Para onde o mundo caminha no cenário atual?
Amin Maalouf: Meu sentimento é de que existem dois riscos principais: a incapacidade de lidar com várias crises, em todos os níveis, e o fato de estarmos caminhando em direção a uma nova guerra fria. Se olharmos para a pandemia, não há resposta mundial. Se pegarmos as preocupações ambientais e todos os fenômenos ligados ao meio ambiente, não há uma mobilização global para enfrentá-las. Enquanto isso, caminhamos para uma nova corrida armamentista, agora entre EUA e China. No momento, vivemos sob a neblina da pandemia. Não temos uma bússola moral. Mas este momento em que o mundo parou é o correto para fazer uma reflexão sobre para onde estamos indo e como corrigir o rumo.
Como o sr. descreveria essa nova guerra fria?
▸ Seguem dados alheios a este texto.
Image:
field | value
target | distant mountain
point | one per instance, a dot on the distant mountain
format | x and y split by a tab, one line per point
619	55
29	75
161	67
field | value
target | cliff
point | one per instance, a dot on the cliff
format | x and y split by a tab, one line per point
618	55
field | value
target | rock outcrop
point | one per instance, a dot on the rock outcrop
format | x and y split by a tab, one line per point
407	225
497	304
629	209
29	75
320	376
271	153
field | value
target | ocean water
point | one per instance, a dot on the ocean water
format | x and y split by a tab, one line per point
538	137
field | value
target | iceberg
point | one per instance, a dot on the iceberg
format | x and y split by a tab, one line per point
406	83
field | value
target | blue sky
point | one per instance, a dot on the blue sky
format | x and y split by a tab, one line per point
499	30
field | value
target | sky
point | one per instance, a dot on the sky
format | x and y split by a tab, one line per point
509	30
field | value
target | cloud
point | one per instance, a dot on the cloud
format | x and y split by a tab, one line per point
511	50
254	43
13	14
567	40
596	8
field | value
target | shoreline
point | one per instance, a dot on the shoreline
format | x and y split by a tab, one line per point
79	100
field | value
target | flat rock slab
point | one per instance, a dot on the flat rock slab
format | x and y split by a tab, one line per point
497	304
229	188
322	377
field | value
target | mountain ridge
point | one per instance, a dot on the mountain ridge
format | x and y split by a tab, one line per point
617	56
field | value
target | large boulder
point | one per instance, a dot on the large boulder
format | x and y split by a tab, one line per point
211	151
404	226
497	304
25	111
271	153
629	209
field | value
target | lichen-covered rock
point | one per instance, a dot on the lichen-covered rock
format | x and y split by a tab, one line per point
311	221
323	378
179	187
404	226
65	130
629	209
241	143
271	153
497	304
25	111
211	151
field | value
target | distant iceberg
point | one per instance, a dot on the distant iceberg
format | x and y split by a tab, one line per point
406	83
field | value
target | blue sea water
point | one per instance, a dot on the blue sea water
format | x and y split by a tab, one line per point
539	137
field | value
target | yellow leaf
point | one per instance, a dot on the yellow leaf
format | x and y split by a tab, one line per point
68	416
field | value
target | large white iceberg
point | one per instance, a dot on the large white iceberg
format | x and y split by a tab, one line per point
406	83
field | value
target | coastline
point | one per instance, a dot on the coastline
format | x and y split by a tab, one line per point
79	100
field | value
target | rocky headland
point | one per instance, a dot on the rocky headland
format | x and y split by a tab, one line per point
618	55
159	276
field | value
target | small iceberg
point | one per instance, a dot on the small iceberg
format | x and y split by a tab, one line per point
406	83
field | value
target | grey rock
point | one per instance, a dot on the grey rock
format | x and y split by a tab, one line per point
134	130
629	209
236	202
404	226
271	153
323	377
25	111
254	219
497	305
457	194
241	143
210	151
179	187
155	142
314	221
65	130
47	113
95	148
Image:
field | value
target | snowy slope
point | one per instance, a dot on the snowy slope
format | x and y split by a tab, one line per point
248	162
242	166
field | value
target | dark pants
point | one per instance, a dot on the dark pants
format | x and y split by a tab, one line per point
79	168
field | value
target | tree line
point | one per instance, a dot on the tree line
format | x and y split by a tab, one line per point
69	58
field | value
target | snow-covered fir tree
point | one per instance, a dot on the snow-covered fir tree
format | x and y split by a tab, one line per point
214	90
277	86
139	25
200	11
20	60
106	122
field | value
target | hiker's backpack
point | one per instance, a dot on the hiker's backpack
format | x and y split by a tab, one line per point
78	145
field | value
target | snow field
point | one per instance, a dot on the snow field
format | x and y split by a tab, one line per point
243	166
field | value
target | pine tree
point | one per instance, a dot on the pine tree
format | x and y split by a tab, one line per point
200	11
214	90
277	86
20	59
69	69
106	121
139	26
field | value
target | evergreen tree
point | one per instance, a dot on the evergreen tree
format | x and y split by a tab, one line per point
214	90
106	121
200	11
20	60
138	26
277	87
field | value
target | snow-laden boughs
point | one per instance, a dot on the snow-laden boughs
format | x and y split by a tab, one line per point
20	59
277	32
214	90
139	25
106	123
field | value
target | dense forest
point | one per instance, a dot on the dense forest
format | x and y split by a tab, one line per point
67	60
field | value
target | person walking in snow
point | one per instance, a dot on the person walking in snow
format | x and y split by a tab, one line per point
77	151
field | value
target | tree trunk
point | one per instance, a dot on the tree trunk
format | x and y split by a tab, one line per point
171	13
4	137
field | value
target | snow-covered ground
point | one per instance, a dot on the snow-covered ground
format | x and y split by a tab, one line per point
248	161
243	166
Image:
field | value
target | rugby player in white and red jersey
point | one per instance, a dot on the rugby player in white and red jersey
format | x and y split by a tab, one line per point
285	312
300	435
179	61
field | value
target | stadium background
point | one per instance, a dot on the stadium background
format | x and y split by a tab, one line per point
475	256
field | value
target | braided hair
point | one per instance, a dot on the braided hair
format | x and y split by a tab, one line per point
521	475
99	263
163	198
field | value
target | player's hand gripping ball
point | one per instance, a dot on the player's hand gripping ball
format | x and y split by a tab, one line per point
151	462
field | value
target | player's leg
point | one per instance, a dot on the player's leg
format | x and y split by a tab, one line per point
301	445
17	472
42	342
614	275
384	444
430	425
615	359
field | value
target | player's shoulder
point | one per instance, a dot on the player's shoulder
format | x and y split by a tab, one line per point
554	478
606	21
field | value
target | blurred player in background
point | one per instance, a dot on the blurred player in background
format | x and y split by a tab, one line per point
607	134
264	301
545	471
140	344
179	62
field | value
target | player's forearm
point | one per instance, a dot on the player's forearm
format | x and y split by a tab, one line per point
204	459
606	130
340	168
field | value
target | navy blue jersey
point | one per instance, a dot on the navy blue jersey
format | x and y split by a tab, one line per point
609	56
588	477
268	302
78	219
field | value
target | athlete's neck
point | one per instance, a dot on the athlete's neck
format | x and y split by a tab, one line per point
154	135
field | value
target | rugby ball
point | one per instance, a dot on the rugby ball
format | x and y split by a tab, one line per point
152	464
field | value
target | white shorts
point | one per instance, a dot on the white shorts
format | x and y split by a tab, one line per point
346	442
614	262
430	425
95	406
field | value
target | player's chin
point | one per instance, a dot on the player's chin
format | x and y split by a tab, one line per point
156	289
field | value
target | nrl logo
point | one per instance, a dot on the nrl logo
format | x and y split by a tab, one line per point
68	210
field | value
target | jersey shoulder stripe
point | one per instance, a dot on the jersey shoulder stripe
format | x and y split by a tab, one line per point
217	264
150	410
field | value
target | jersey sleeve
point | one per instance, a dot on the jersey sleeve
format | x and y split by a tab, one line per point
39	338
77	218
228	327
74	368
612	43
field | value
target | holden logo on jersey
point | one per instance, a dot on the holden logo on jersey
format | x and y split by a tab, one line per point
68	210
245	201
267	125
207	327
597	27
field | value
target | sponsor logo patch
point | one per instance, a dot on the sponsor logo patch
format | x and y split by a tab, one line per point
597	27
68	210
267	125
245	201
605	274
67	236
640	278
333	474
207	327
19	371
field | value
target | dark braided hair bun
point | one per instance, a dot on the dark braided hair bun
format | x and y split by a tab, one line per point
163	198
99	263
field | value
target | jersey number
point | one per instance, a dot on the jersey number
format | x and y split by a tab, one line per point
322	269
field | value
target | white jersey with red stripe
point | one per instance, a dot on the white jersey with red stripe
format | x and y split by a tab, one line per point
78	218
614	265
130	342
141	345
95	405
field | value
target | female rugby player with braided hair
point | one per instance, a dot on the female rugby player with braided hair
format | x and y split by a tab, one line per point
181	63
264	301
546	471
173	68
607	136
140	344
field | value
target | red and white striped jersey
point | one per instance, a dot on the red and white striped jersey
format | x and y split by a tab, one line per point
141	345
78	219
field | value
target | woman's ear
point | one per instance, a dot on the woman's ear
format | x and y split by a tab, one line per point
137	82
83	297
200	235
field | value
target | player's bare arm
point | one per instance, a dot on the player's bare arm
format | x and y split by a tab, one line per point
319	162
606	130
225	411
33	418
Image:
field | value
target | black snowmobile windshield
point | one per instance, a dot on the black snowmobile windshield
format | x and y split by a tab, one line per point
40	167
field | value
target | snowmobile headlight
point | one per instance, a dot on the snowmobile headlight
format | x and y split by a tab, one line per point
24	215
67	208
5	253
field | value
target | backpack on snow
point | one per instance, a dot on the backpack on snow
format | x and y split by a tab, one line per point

Amin Maalouf: Temos um poder que ainda é o principal, os EUA, militarmente, economicamente e também tecnologicamente. A China vem atrás, mas muito rápido e com muitas cartas na mesa. Claro que também tem fraquezas, mas há realmente um risco de colisão e conflitos em todas as formas: comerciais, tecnológicas, políticas. Provavelmente, haverá uma corrida armamentista, já existe uma disputa para conquistar aliados. Está claro que existe alguma aliança entre China e Rússia, e uma coalizão de países que temem a expansão chinesa, como Japão, Austrália e Índia. Há muitos países e movimentos interessados em ter uma relação forte com a China. E é preciso lembrar que o mundo hoje não é governado por uma ordem global. Tudo hoje é mais fluido e ambíguo. A China não carrega uma ideologia, como a União Soviética tinha, mas há claramente um modelo de sociedade e de escolhas políticas. O que é novo é a posição econômica da China, sem as fraquezas soviéticas, que pode ter um papel que a URSS não conseguiu ter.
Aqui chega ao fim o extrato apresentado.